I guess a view or reshape operation might be wrong and in particular this line of code might be interesting to check:

        # Reshaping the outputs such that it can be fit into the fully connected layer
        out = out.contiguous().view(-1, self.hidden_dim)

Here you are pushing all “additional” dimension/shapes to dim0, which is the batch dimension and should stay constant.
Use: out = out.contiguous().view(out.size(0), -1) instead as it would keep the batch size equal and would then flatten the additional values into the feature dimension.
If a shape mismatch is raised in the linear layer afterwards, adapt the in_features to the expected value.

Also, remove the nn.Softmax layers, since nn.CrossEntropyLoss expects raw logits and will apply F.log_softmax internally.

These are the shapes that are going in and coming out of my architecture
Before applying your suggestion to reshape my output.

1. LSTM Input : torch.Size([1, 5, 2])
2. LSTM output : torch.Size([1, 5, 100])
3. FC layer input :  torch.Size([5,100])
4. FC layer output : torch.Size([5,2])

After applying your suggestion to reshape my LSTM output.

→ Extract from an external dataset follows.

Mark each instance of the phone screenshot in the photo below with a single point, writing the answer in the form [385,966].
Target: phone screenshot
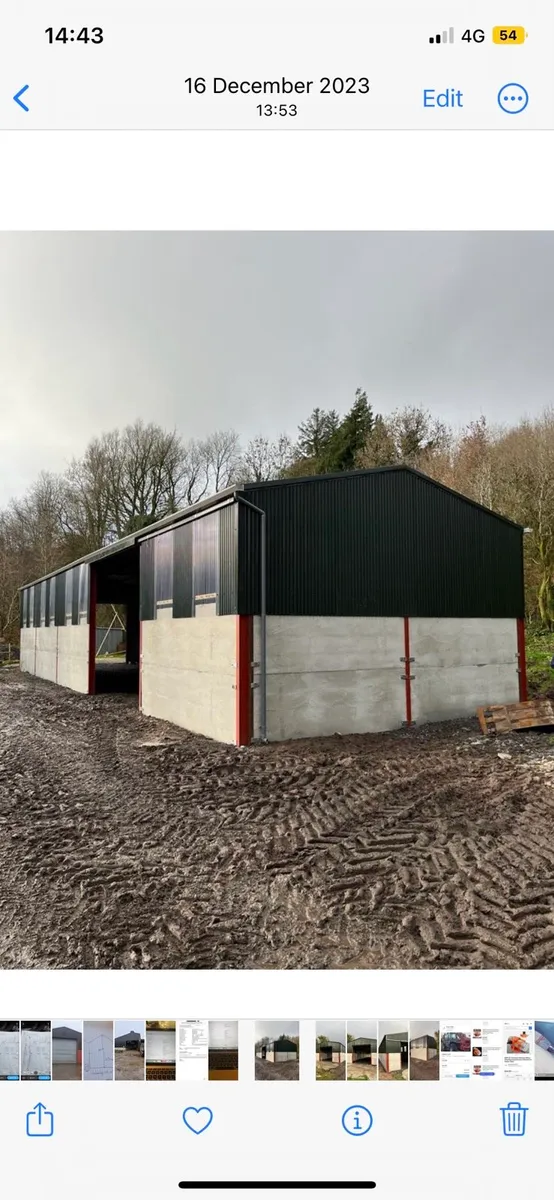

input to LSTM:  torch.Size([1, 5, 2])
Output of LSTM:  torch.Size([1, 5, 100])
Input to FC layer:  torch.Size([1, 500])
Output of FC layer:  torch.Size([1, 2])

According to this post, my output shapes when using out = out.contiguous().view(-1, self.hidden_dim) from architecture seem right.
When I applied your suggested code I got the following error
ValueError: Expected input batch_size (1) to match target batch_size (2).